2. Plus d’antennes, plus gourmandes
En outre, pour faire fonctionner la 5G, les opérateurs (Orange, Bouygues, SFR, Free) vont devoir équiper les antennes relais de terminaux spécifiques. Et parce que ces derniers seront plus puissants, cela a aussi un coût pour l’environnement. « Ajouter une couche de 5G sur les antennes, c’est multiplier par 2,5 leur consommation d’énergie », dénonce Hugues Ferrebœuf. Et ce n’est que la partie émergée de l’iceberg…
3. Un monde entièrement connecté
« Les opérateurs n’en parlent pas, parce que ça ne concerne pas le grand public, mais la 5G représente aussi pour eux la récupération de l’ensemble de fréquences de bas débit qui vont permettre de démultiplier les objets connectés », explique Laurence Allard, maîtresse de conférences en sciences de communication à Lille et chercheuse à Paris-III. Pour rendre effective la « ville connectée », il faudra en effet des petits capteurs partout : dans les feux rouges, au quatrième sous-sol des parkings… « Ces capteurs collectent et renvoient des données toujours plus nombreuses qu’il faut ensuite stocker dans des data centers qui consomment énormément d’énergie », poursuit-elle.
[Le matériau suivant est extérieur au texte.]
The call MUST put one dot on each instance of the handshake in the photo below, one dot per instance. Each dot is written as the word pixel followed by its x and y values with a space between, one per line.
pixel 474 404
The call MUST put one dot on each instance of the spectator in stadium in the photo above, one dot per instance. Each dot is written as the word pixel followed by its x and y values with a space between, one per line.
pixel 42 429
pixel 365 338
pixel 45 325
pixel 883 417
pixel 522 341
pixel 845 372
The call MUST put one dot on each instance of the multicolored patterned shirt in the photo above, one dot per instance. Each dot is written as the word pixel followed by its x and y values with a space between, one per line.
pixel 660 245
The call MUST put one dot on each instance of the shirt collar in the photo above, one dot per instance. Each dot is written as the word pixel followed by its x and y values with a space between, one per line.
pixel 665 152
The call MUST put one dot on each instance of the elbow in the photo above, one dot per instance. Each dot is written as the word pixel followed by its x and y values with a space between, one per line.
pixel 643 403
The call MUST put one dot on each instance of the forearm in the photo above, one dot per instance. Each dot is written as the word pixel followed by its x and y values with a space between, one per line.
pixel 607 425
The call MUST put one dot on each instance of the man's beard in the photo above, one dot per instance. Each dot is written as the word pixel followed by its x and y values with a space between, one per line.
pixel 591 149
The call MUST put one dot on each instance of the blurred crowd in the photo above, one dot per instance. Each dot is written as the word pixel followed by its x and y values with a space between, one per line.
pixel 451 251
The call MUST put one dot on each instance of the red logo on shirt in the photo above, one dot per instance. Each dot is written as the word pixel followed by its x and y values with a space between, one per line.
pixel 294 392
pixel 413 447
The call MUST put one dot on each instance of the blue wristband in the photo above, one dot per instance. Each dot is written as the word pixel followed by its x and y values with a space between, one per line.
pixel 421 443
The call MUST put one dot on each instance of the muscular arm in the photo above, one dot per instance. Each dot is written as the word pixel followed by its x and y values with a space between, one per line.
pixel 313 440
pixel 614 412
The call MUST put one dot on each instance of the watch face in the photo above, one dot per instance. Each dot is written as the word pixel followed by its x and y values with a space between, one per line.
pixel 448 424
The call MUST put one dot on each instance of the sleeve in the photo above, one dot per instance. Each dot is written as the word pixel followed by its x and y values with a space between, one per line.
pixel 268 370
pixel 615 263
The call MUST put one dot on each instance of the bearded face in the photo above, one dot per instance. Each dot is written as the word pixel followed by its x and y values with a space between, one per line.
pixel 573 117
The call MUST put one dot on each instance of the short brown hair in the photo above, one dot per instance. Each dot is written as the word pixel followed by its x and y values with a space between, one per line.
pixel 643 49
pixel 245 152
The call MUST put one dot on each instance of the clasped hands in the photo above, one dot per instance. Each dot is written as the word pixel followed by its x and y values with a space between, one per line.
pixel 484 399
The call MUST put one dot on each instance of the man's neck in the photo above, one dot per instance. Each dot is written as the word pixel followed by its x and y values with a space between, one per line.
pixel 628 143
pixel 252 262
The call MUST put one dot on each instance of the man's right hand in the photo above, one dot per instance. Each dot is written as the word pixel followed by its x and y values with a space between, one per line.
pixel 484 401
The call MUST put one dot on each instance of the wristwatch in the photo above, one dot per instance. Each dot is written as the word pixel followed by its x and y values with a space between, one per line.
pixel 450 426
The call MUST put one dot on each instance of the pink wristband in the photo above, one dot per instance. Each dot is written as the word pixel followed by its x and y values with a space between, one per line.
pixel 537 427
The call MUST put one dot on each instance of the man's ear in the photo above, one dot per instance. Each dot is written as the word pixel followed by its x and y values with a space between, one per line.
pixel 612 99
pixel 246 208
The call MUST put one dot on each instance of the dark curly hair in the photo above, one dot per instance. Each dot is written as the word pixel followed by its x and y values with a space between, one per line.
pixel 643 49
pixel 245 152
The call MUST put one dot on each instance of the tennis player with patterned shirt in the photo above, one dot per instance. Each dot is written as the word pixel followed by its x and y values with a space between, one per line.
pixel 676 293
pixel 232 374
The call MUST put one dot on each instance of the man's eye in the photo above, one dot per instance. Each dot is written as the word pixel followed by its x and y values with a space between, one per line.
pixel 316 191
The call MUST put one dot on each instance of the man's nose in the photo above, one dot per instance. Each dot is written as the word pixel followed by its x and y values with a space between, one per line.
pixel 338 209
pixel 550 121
En alourdissant un peu plus la facture environnementale. On estime qu’en 2025, faire tourner les data centers, qui hébergent toutes les données numériques, représentera 1 % de la consommation énergétique mondiale.
4. Et pour en faire quoi ?
Sans 5G, pas de voiture autonome, par exemple. Faire rouler une voiture sans conducteur implique en effet que le fameux temps de latence soit réduit au maximum, pour éviter les catastrophes. Travailler sur ce type de dispositifs et réfléchir aux infrastructures qui vont avec sont une aberration pour Laurence Allard : « On sait que la mobilité de demain ne pourra pas passer par la voiture individuelle. La transition écologique implique de réfléchir plutôt à des solutions de mobilité collective. »
Avant même de voir débarquer des K 2000 partout dans nos villes, la 5G nous est-elle vraiment indispensable ? « C’est un problème récurrent. Les ingénieurs poursuivent des performances techniques sans toujours se préoccuper des usages, qui émergent ensuite, quand la technologie est là », note Amélie Charnay.
Ce qui est certain, c’est qu’un réseau plus rapide conduira à une augmentation des usages numériques. En Corée du Sud, premier pays à avoir déployé la 5G, au début de l’année 2019, on constate déjà que la consommation de données a été multipliée par trois, rapporte Hugues Ferrebœuf. Comment ? « Quand télécharger trois ou quatre films prend moins de temps que d’en télécharger un seul avec la 4G, on ne va pas se priver », déplore l’ingénieur. Sauf que regarder un film en streaming, surtout en très haute définition, consomme, là aussi, beaucoup d’énergie. Encore plus de Netflix, encore plus de gaming sur notre smartphone, des frigos et des toilettes connectées… le tout, au prix d’une consommation d’énergie toujours plus folle : c’est ça, notre futur désirable ? Personne ne nous a posé la question. Dès le mois de juin, des pubs commenceront à nous convaincre qu’il nous faut tout de suite changer de portable. Et c’est la planète qui paiera cher l’addition.